PDA

Archiv verlassen und diese Seite im Standarddesign anzeigen : Warum finden wir etwas lustig?


Konami
2008-07-12, 00:23:26
Aus irgendwelchen Gründen ist mir gerade diese Frage in den Kopf gekommen.

Wenn man beispielsweise einen Witz hört -- Blondine klettert über Glaswand, oder sonstwas. Das sind ja erstmal völlig fiktionale Dinge/Assoziationen, die für den zuhörenden (und für lustig befindenden) Menschen selbst überhaupt keine Bedeutung haben. Aber trotzdem werden in seinem Gehirn Glückshormone ausgeschüttet, er wird fröhlich, als ob er gerade einen Grund bekommen hätte sich zu freuen, wie bei einem Erfolgserlebnis.

Was ich also nicht verstehe ist: Warum hat das Gehirn überhaupt so eine Funktion, den Menschen bei völlig willkürlichen Geschichten/Vorstellungen zu "belohnen", obwohl das anscheinend überhaupt keinen evolutionären Sinn hat? Und was ist das Muster, nach dem wir Dinge lustig finden?

Gibt es dazu irgendwelche Nachforschungen?
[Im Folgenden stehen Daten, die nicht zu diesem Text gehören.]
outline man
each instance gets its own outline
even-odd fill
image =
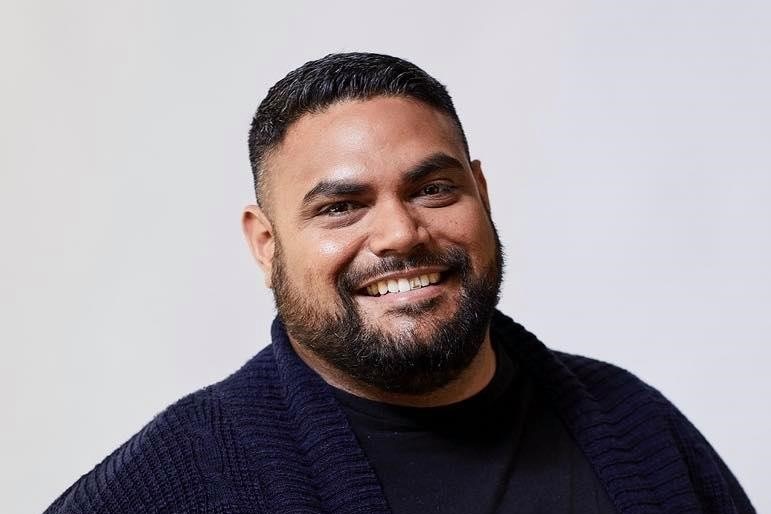
[[[754,512],[655,389],[495,310],[485,177],[421,69],[306,63],[270,89],[249,148],[271,346],[48,512]]]

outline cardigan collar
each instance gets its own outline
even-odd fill
[[[324,512],[390,512],[364,451],[332,394],[332,386],[308,367],[292,348],[280,318],[271,327],[273,355],[283,386],[295,440]],[[308,480],[310,478],[310,480]]]

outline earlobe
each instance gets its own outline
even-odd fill
[[[479,196],[482,198],[482,204],[485,206],[485,210],[490,214],[490,197],[487,195],[487,180],[485,174],[482,173],[482,163],[475,159],[471,161],[471,171],[474,174],[474,180],[477,183],[477,189],[479,190]]]
[[[265,285],[268,288],[273,287],[271,283],[275,252],[273,225],[258,205],[247,205],[241,217],[241,226],[254,260],[257,261],[265,276]]]

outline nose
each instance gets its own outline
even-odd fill
[[[377,256],[407,254],[418,245],[426,244],[429,233],[421,220],[400,200],[394,199],[375,210],[369,248]]]

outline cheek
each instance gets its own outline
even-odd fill
[[[479,244],[479,242],[492,239],[492,227],[487,218],[487,213],[481,205],[469,208],[457,209],[454,212],[443,213],[440,216],[427,220],[430,232],[447,234],[451,239],[466,244]]]
[[[342,238],[305,236],[297,255],[295,265],[304,270],[306,283],[326,286],[334,284],[356,256],[356,245]]]
[[[339,241],[319,241],[318,255],[322,259],[334,259],[336,255],[343,253],[345,246]]]
[[[495,236],[486,211],[476,209],[449,216],[434,228],[453,244],[464,248],[475,268],[486,267],[495,260]]]
[[[294,244],[286,245],[287,261],[296,269],[327,269],[331,262],[338,260],[345,253],[345,245],[333,239],[316,239],[298,235]]]

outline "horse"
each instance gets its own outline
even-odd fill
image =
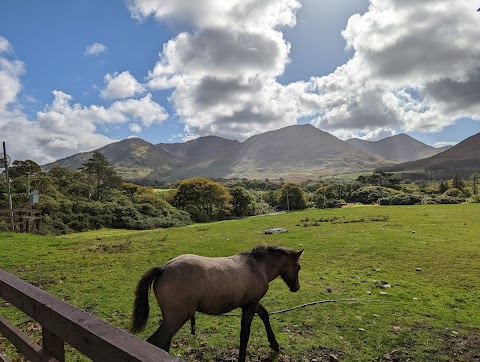
[[[280,276],[290,291],[300,289],[298,272],[303,250],[256,246],[229,257],[209,258],[185,254],[148,270],[135,290],[131,331],[145,329],[149,314],[148,293],[153,288],[163,320],[147,342],[169,352],[173,336],[188,321],[195,334],[195,313],[210,315],[242,309],[239,362],[244,362],[255,314],[263,321],[270,347],[280,349],[268,311],[260,304],[269,283]]]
Und dann gleich mal ein eigener Ansatz: Bekanntlich ist ja Schadenfreude die schönste Freude. Ich könnte mir vorstellen, dass das früher Zusammenhalt unter den Menschen schaffen sollte. Man sitzt zusammen am Feuer, erzählt sich von der Blödheit des feindlichen Stamms und lacht gemeinsam darüber, um sozusagen für Teamgeist zu sorgen und sich damit besser zusammen durchsetzen zu können.

Aber es basiert eben doch längst nicht alles, was man lustig findet, auf Schadenfreude, und damit ist meine Theorie weitgehend nutzlos... Also: eure Meinungen? :)

Lyka
2008-07-12, 00:36:04
das normale Lachen ist eine Schreck-Reaktion gewesen, das Lachen aufgrund der Pointe, dh. eine Überraschung tritt auf und aus diesem "Erschrecken für die unlogische Fortführung der Geschichte" wird der Witz :D
Daran merkt man auch Intelligenz, am Begreifen einer Pointe (y)

Konami
2008-07-12, 00:52:13
Hm, leuchtet einigermaßen ein... Und was für einen Sinn hat jetzt die "Freude"?

X-Force
2008-07-12, 03:49:15
lachen ist die reaktion auf etwas unerwartetes, jedenfalls ursprünglich. das passt zum schreck finde ich jedoch nur teilweise. wenn ich mich richtig verjagt habe, hält da eher für eine sekunde die zeit und das herz an und ich kriege keinen ton raus, spricht also gegen schreck... viele frauen neigen zum kreischen. ich habe jedenfalls noch nie jemanden vor schreck lachen gesehen.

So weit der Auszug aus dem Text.